Proportional scaling molecular dynamics simulations of the wetting experiments of water droplets on ink-patterned printing paper

Xiao Wang; Lijun Chen; Chunlai Zhang; Xiping Zhang; Yintao Wu; Bo Wang

doi:10.1039/d3ra05921a

Proportional scaling molecular dynamics simulations of the wetting experiments of water droplets on ink-patterned printing paper

RSC Adv. 2023 Nov 8;13(47):32852-32857. doi: 10.1039/d3ra05921a. eCollection 2023 Nov 7.

Authors

Xiao Wang¹, Lijun Chen¹, Chunlai Zhang¹, Xiping Zhang², Yintao Wu¹, Bo Wang¹

Affiliations

¹ Key Laboratory of Advanced Functional Materials, Education Ministry of China, Faculty of Materials and Manufacturing, Beijing University of Technology Beijing 100124 China wangbo@bjut.edu.cn.
² China Datang Corporation New Energy Science and Technology Research Institute Co., Ltd. Beijing 100040 China.

Abstract

In experiments, printing paper is imprinted with three different ink micropatterns (square, grid, and stripe). The wetting contact angle of water droplets on a heterogeneous surface is then investigated using a proportionate scaling molecular dynamics (MD) simulation, where the water droplets and the ink-patterned printing paper are both shrunk by a factor of 200 000 collectively.
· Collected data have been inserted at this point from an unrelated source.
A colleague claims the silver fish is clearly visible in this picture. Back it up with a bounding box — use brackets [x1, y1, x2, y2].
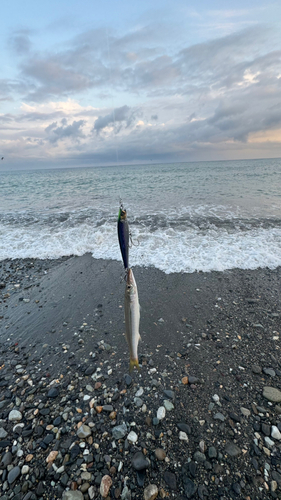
[124, 268, 140, 372]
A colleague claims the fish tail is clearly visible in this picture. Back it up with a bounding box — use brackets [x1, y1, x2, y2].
[129, 358, 140, 373]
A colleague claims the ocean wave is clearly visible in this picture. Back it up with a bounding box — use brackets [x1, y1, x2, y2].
[1, 219, 281, 273]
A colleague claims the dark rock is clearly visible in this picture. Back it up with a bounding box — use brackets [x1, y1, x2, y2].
[85, 366, 96, 376]
[0, 440, 11, 448]
[208, 446, 217, 459]
[177, 423, 191, 434]
[232, 482, 241, 494]
[131, 451, 149, 471]
[183, 477, 197, 498]
[136, 470, 146, 487]
[124, 374, 132, 386]
[1, 451, 12, 467]
[164, 471, 177, 490]
[47, 387, 59, 398]
[8, 466, 21, 484]
[198, 484, 208, 499]
[225, 442, 241, 457]
[272, 471, 281, 485]
[163, 390, 175, 400]
[188, 461, 197, 477]
[261, 423, 271, 436]
[53, 416, 62, 426]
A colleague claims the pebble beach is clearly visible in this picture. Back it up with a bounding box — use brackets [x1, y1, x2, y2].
[0, 254, 281, 499]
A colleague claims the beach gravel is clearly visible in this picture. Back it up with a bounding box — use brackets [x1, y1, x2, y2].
[1, 254, 281, 499]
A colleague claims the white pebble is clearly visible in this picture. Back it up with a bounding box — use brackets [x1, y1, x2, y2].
[127, 431, 138, 444]
[271, 425, 281, 440]
[21, 465, 29, 474]
[157, 406, 166, 420]
[135, 387, 144, 397]
[179, 431, 189, 442]
[212, 394, 220, 403]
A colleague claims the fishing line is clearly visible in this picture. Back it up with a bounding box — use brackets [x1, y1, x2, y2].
[106, 28, 119, 165]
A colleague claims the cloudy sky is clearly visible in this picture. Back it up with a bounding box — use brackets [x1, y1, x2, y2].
[1, 0, 281, 168]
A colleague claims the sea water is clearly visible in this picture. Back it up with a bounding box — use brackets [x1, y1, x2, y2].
[0, 158, 281, 273]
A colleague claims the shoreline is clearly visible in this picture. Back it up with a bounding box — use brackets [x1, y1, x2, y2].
[1, 254, 281, 499]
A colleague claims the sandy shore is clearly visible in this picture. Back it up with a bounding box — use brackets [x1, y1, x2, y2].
[1, 255, 281, 499]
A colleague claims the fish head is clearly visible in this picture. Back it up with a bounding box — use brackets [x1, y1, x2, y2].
[118, 208, 127, 222]
[125, 268, 137, 299]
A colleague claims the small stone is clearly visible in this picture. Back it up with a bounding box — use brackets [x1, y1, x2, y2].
[112, 423, 127, 440]
[77, 424, 91, 439]
[124, 374, 132, 386]
[100, 475, 112, 498]
[225, 442, 241, 457]
[177, 423, 191, 434]
[131, 451, 150, 471]
[47, 387, 59, 398]
[164, 400, 174, 411]
[144, 484, 158, 500]
[163, 471, 177, 490]
[263, 386, 281, 402]
[135, 387, 144, 397]
[252, 365, 262, 374]
[179, 431, 188, 441]
[193, 451, 206, 462]
[21, 465, 30, 475]
[183, 478, 197, 498]
[155, 448, 166, 460]
[182, 376, 188, 384]
[264, 437, 275, 448]
[271, 480, 278, 492]
[62, 492, 84, 500]
[8, 410, 22, 422]
[8, 466, 21, 484]
[263, 368, 276, 377]
[208, 446, 217, 459]
[271, 425, 281, 440]
[127, 431, 138, 444]
[46, 450, 58, 463]
[213, 412, 225, 421]
[163, 390, 175, 400]
[212, 394, 220, 403]
[1, 451, 12, 467]
[0, 427, 8, 438]
[157, 406, 166, 420]
[240, 407, 251, 417]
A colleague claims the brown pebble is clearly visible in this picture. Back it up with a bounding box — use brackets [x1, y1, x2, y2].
[96, 406, 103, 413]
[100, 475, 112, 498]
[25, 454, 34, 462]
[114, 487, 121, 499]
[46, 451, 58, 463]
[95, 382, 102, 389]
[145, 416, 152, 426]
[155, 448, 166, 460]
[71, 482, 78, 490]
[109, 466, 116, 475]
[182, 376, 189, 385]
[109, 411, 117, 420]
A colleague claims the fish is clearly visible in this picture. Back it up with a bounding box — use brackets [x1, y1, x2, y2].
[117, 205, 129, 270]
[124, 268, 141, 372]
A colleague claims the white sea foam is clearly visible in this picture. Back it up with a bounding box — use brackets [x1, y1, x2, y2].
[1, 221, 281, 273]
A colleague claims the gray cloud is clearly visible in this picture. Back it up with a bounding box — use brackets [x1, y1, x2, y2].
[8, 29, 32, 55]
[93, 105, 138, 133]
[45, 119, 85, 143]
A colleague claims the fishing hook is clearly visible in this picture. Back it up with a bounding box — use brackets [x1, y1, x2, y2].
[129, 232, 139, 248]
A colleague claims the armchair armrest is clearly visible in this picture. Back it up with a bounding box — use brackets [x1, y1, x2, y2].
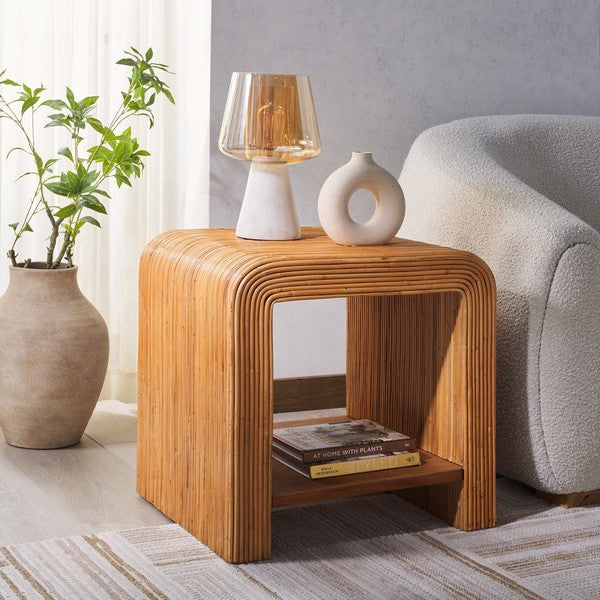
[399, 118, 600, 493]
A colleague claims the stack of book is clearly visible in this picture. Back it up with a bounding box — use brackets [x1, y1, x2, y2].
[272, 418, 420, 479]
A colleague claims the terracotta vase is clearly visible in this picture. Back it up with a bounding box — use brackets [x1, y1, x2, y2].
[0, 264, 109, 448]
[318, 151, 405, 245]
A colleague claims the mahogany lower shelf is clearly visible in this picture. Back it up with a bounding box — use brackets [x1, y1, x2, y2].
[272, 450, 463, 508]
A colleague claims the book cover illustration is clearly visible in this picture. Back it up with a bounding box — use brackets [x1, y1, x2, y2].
[274, 419, 411, 451]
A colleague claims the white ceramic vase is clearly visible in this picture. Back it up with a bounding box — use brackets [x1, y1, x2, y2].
[318, 152, 405, 245]
[0, 264, 109, 448]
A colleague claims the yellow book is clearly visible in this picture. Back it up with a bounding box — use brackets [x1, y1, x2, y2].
[273, 447, 421, 479]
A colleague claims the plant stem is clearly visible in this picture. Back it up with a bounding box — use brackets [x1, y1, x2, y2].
[8, 185, 41, 256]
[51, 230, 71, 268]
[1, 93, 58, 266]
[46, 216, 64, 267]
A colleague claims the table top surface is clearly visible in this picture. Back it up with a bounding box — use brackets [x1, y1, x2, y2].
[148, 227, 477, 265]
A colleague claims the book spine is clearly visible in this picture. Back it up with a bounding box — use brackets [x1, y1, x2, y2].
[302, 439, 416, 463]
[309, 451, 421, 479]
[272, 440, 304, 462]
[272, 448, 311, 477]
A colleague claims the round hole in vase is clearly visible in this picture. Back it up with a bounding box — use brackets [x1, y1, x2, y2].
[318, 152, 405, 246]
[348, 188, 377, 224]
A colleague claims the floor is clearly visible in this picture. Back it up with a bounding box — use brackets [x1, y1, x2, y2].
[0, 400, 345, 547]
[3, 403, 600, 600]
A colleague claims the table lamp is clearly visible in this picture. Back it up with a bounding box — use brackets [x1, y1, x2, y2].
[219, 73, 321, 240]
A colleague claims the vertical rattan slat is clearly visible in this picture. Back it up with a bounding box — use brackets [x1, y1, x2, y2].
[137, 228, 496, 563]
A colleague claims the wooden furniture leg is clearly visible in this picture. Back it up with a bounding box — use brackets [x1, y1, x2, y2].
[537, 489, 600, 508]
[347, 292, 496, 530]
[137, 237, 273, 563]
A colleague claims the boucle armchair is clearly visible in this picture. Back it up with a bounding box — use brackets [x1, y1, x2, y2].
[399, 115, 600, 503]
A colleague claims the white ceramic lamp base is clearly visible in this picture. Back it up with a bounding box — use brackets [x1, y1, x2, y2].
[236, 162, 301, 241]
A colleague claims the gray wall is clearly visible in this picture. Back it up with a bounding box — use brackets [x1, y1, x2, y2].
[210, 0, 600, 378]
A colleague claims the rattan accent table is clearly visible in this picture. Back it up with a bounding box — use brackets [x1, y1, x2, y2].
[137, 228, 496, 563]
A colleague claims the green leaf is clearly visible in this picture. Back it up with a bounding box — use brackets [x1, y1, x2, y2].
[57, 147, 74, 162]
[79, 95, 99, 109]
[145, 48, 153, 61]
[44, 159, 58, 171]
[44, 120, 68, 129]
[66, 171, 79, 192]
[33, 86, 45, 96]
[41, 98, 68, 110]
[79, 196, 107, 214]
[45, 181, 72, 197]
[130, 67, 141, 86]
[66, 86, 75, 108]
[22, 223, 33, 232]
[114, 171, 132, 188]
[116, 58, 136, 67]
[87, 145, 112, 162]
[114, 143, 126, 162]
[86, 117, 105, 134]
[162, 88, 175, 104]
[6, 146, 29, 159]
[79, 170, 99, 191]
[14, 171, 36, 182]
[8, 222, 19, 231]
[21, 96, 39, 115]
[54, 204, 78, 219]
[79, 215, 101, 228]
[0, 78, 19, 86]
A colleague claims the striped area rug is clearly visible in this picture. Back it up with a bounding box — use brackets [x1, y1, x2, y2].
[0, 478, 599, 599]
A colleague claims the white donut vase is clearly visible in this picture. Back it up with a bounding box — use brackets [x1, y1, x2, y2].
[318, 152, 405, 246]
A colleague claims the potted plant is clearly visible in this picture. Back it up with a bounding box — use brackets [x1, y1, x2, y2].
[0, 47, 174, 449]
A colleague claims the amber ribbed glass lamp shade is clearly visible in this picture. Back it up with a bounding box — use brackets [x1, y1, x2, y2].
[219, 73, 320, 241]
[219, 73, 320, 163]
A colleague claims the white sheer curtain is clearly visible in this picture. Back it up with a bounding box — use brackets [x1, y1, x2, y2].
[0, 0, 211, 402]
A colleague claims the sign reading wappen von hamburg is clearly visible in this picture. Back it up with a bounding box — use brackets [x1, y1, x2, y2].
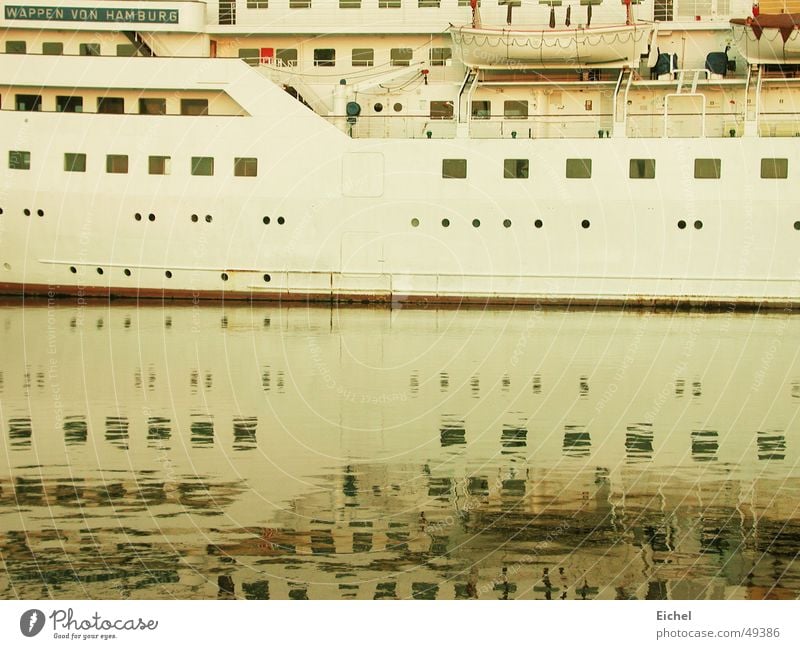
[4, 5, 180, 23]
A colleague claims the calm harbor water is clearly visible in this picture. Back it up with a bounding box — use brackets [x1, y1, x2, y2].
[0, 301, 798, 599]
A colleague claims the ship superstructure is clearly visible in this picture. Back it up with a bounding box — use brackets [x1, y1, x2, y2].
[2, 0, 800, 305]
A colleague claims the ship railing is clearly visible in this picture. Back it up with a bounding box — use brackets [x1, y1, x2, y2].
[758, 113, 800, 137]
[626, 113, 745, 138]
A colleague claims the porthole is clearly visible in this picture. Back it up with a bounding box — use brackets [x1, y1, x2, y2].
[411, 218, 420, 227]
[37, 209, 44, 217]
[534, 219, 543, 229]
[277, 216, 285, 225]
[581, 219, 590, 229]
[503, 219, 512, 228]
[221, 272, 229, 281]
[0, 208, 4, 215]
[694, 220, 703, 230]
[472, 219, 480, 228]
[23, 208, 30, 216]
[165, 316, 172, 329]
[96, 267, 104, 275]
[135, 213, 142, 221]
[69, 266, 77, 274]
[441, 218, 450, 228]
[205, 214, 212, 223]
[148, 213, 155, 222]
[191, 214, 199, 223]
[123, 268, 131, 277]
[263, 216, 271, 225]
[263, 273, 271, 283]
[393, 103, 402, 112]
[678, 220, 687, 229]
[2, 263, 10, 271]
[794, 221, 800, 231]
[165, 270, 173, 279]
[374, 102, 383, 113]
The errors from the theoretical values are always less than 1°, which is much less than the bias of experimental measurement data, according to the modeling contact angles. It has been demonstrated that this proportionate scaling approach works well to appropriately explain the interaction between micro-/nanostructures and liquids.